As described in a film magazine, Phil Kelly (Ford) devotes himself to solving the mystery surrounding the Graham family. Mrs. Graham (Van Name) has stolen a famous oriental jewel from a mummy in Egypt called the Eye of the World. On her return to the United States, she is followed by Priestess Kah (Theby) and her associates, who are determined to recover the jewel.

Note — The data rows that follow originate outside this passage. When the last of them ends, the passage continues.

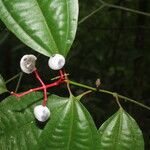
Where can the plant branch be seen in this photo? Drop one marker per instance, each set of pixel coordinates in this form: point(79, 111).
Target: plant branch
point(13, 78)
point(109, 92)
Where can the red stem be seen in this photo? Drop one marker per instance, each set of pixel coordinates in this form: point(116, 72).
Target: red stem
point(43, 87)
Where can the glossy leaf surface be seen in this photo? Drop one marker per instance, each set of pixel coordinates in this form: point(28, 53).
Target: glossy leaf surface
point(18, 127)
point(3, 88)
point(121, 132)
point(71, 128)
point(47, 26)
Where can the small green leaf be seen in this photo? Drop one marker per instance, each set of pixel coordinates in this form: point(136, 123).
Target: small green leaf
point(47, 26)
point(71, 128)
point(3, 88)
point(121, 132)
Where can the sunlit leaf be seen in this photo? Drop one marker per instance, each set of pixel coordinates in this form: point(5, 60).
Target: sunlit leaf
point(121, 132)
point(3, 88)
point(47, 26)
point(71, 128)
point(18, 128)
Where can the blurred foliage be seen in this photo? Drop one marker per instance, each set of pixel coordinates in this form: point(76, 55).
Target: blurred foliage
point(112, 45)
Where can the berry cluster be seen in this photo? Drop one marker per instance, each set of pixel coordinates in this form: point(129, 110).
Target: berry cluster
point(27, 65)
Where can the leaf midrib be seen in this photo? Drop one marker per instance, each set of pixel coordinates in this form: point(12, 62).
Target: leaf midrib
point(47, 26)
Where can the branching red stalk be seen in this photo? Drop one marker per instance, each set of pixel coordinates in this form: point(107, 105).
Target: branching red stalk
point(44, 86)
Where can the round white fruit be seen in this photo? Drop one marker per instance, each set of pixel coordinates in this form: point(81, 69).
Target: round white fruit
point(56, 62)
point(27, 63)
point(41, 113)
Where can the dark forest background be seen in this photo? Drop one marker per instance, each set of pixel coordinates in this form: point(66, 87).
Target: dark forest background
point(113, 45)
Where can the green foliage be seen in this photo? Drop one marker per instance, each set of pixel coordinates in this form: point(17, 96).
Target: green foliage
point(121, 132)
point(47, 26)
point(70, 126)
point(3, 88)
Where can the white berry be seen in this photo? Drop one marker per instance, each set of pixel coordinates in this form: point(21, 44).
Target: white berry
point(27, 63)
point(41, 113)
point(56, 62)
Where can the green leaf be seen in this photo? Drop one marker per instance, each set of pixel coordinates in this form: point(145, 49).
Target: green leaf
point(121, 132)
point(3, 88)
point(18, 127)
point(71, 128)
point(47, 26)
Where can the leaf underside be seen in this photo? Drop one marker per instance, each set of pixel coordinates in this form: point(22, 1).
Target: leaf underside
point(47, 26)
point(121, 132)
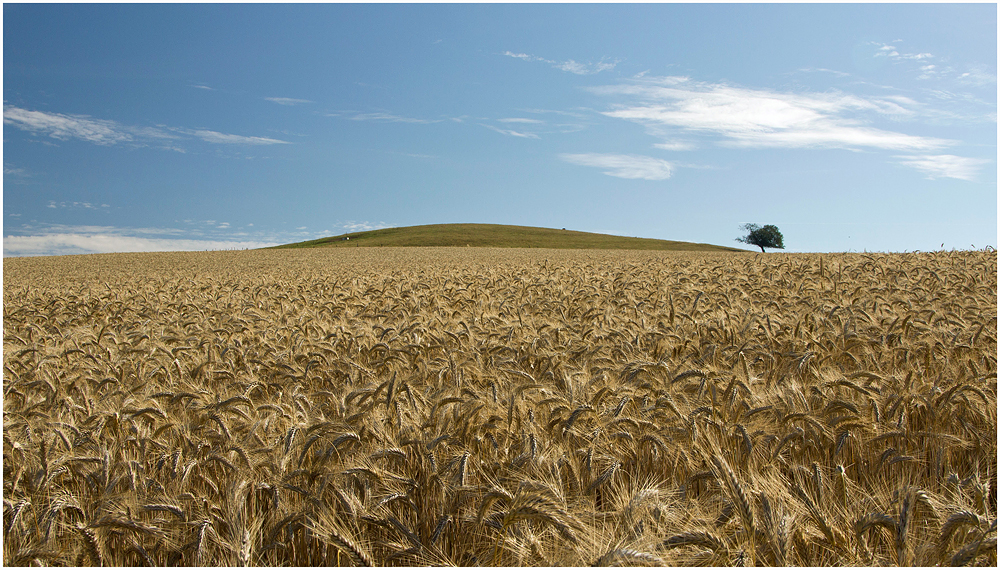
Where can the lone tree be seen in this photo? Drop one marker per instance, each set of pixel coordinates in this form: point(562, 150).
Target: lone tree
point(767, 236)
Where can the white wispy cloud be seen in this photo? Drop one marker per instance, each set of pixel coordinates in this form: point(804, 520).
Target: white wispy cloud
point(624, 165)
point(288, 101)
point(520, 120)
point(224, 138)
point(65, 127)
point(745, 117)
point(387, 118)
point(510, 133)
point(676, 145)
point(77, 205)
point(109, 241)
point(570, 66)
point(106, 132)
point(945, 165)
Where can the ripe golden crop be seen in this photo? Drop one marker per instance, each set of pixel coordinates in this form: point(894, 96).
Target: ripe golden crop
point(500, 407)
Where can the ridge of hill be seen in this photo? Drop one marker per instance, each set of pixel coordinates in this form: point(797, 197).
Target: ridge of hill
point(497, 235)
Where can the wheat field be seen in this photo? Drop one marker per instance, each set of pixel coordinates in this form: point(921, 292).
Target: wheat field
point(486, 407)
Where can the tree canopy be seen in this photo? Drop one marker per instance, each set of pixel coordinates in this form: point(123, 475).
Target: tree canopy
point(767, 236)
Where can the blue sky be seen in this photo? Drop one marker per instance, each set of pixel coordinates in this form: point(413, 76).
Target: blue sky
point(175, 127)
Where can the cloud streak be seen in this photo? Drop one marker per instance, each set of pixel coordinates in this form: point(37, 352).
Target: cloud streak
point(104, 132)
point(109, 242)
point(624, 165)
point(287, 101)
point(570, 66)
point(757, 118)
point(387, 118)
point(510, 133)
point(945, 165)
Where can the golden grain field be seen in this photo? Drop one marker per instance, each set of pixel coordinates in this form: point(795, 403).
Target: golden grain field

Betty Graham (Gaston) marries for money to help her father though a financial difficulty. The bridegroom has loaned Mrs. Graham money on the jewel and holds it as security. The night of the wedding he is mysteriously murdered and the body disappears. From this point on, anyone who touches or is connected in any way with the jewel comes under the shadow of the silent mystery and suffers accordingly. Phil has many opportunities to rescue Betty from villeins, and after the Priestess meets Phil, she falls in love with him to complicate matters further. She later obtains the aid of a band of Germans to aid her in obtaining the jewel from its robbers.

==Cast==
- Francis Ford as Phil Kelly
- Mae Gaston as Betty Graham
- Rosemary Theby as Priestess Kah
- Jerome Ash as Van Berg (credited as Jerry Ash)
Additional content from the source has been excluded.